Wednesday, February 26, 2014

Air Products Executive Calls for Collaboration to Maintain Pace of Innovation in Semiconductor Industry

Materials Suppliers and OEMs Need to Work Together to Develop Next Generation Materials

Press Release: True collaboration between material suppliers, OEMs and semiconductor manufacturers is necessary to develop solutions needed to maintain the pace of innovation in the global semiconductor industry. That was the message from Ed Shober, vice president Advanced Materials and Delivery Systems for Air Products (NYSE: APD) who recently spoke at SEMICON Korea's Executive Forum.
 
 
 
For years, materials have played a critical role in the scaling of IC devices. Looking ahead, as device geometries continue to shrink, materials will play an increasingly more critical role in semiconductor manufacturer's success.
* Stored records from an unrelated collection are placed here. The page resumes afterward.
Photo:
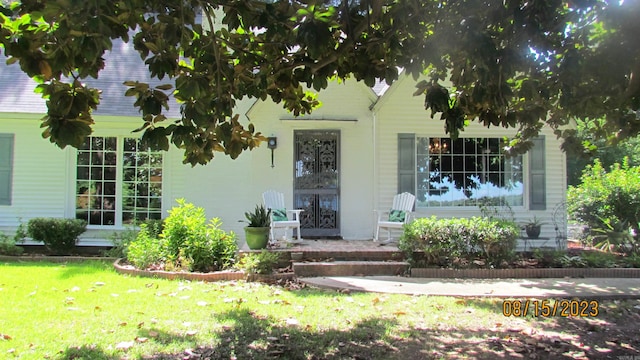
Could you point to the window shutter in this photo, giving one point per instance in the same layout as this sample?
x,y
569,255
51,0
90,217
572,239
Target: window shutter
x,y
537,177
406,163
6,167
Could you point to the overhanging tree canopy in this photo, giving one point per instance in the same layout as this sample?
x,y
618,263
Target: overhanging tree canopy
x,y
511,63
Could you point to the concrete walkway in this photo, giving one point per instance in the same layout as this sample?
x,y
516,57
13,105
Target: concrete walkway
x,y
583,288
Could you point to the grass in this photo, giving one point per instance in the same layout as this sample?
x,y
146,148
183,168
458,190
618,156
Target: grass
x,y
87,311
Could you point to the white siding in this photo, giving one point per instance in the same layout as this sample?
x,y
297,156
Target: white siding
x,y
43,177
39,176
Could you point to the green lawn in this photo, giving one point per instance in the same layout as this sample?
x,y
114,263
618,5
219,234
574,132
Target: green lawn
x,y
87,311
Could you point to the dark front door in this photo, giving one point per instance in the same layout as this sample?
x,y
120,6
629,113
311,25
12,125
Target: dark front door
x,y
317,182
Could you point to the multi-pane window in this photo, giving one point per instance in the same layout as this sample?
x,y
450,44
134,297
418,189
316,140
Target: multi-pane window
x,y
460,172
117,181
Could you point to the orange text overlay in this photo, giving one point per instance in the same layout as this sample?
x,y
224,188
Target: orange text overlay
x,y
549,308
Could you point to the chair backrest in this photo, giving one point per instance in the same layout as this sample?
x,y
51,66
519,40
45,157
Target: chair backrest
x,y
273,199
403,202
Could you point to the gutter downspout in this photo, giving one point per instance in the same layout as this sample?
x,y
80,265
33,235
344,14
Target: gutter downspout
x,y
376,177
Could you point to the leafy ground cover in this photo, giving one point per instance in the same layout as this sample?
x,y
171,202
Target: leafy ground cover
x,y
87,311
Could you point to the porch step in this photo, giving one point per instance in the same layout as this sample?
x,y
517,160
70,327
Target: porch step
x,y
377,254
349,268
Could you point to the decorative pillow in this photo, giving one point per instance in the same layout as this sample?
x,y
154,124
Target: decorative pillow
x,y
279,214
397,215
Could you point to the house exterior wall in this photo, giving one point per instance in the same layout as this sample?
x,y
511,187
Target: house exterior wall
x,y
44,176
346,109
401,112
38,173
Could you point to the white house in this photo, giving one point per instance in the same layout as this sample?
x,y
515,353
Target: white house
x,y
342,162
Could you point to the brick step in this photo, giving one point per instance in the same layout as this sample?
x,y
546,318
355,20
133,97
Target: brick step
x,y
349,268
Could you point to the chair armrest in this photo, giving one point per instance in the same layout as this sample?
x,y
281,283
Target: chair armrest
x,y
408,217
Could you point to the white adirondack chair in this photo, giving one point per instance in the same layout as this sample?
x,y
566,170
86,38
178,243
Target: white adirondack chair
x,y
275,201
402,205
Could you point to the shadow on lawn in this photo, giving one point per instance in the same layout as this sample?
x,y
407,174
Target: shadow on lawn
x,y
86,352
252,336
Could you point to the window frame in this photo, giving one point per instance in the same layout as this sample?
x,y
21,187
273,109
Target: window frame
x,y
119,183
11,139
416,156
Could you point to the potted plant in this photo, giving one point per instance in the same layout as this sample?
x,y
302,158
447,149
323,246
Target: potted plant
x,y
533,227
257,232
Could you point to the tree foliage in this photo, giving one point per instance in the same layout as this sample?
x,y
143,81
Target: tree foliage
x,y
594,147
504,63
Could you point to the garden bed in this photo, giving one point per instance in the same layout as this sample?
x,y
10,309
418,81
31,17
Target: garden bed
x,y
122,268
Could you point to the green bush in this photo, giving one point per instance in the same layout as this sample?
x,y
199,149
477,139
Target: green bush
x,y
607,200
259,263
193,244
145,250
58,235
122,239
443,241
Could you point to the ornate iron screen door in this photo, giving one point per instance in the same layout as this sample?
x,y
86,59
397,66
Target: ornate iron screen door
x,y
317,182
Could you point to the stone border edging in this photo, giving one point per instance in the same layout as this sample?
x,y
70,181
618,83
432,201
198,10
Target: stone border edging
x,y
54,258
214,276
525,273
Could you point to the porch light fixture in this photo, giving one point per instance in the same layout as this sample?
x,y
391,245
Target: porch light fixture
x,y
272,143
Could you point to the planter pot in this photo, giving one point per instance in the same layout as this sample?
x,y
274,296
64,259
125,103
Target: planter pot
x,y
533,232
257,238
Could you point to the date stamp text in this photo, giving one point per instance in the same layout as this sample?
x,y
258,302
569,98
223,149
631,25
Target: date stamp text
x,y
551,308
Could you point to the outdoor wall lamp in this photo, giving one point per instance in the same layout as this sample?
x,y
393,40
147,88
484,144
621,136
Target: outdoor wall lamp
x,y
272,143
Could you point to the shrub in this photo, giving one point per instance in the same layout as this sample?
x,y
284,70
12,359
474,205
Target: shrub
x,y
145,250
607,200
58,235
445,240
193,244
259,263
8,246
122,239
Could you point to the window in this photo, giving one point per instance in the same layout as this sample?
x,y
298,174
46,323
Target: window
x,y
460,172
118,182
6,168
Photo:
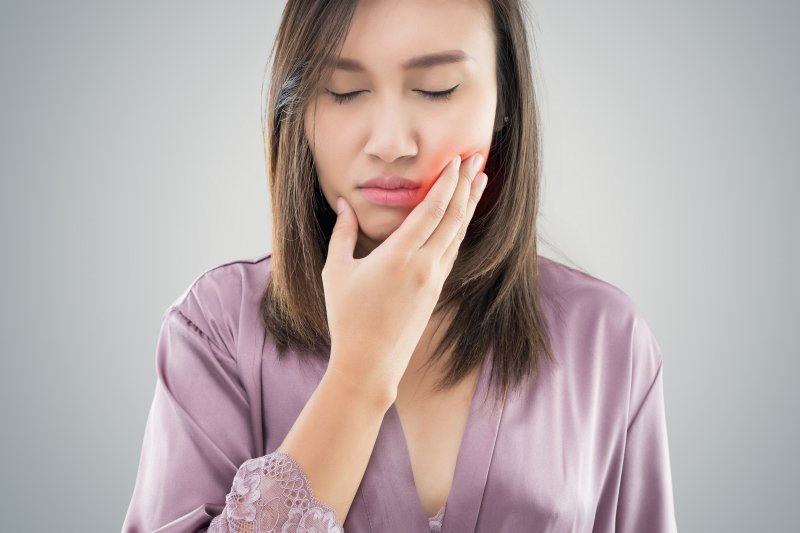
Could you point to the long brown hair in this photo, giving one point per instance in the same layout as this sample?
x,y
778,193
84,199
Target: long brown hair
x,y
495,274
The move to 3-D structures such as FinFETS and Vertical NAND have created additional material processing steps that require chemical mechanical planarization (CMP), etching and atomic layer deposition to coat and fill structures.
 
"This increasing need for new materials is taxing all of us along the development supply chain," said Shober. "New materials are needed, they must be integrated and the result must not impact cost per wafer, not increase capital cost, not impact yield but must enable high throughput."
 
Materials suppliers have generally assumed the lion's share of the development costs of new materials. These include discovery, applications testing, scaling to manufacture, packaging and analytical, safe and reliable shipping and support at the customer's site. All without the promise of a market and with the risk of materials being quickly commoditized.
 
"We as material suppliers, because of the importance materials are playing in scaling, have reached a critical fork in the road," said Shober. "We can continue down the road we know which will most likely not result in a suitable return on investment or we can choose the road that many have spoken about yet not many have chosen—strategic partnerships. True collaboration can address the problems at hand and develop solutions which enable everyone to share in the success."
 
Device scaling has enabled affordability and far-reaching technologies that has improved countless lives. To continue to make these improvements possible, the pace of innovation must be maintained.
"This requires genuine and close collaboration with a shared vision, so all members of the team know what is required, when it is needed and the economics for the same," noted Shober.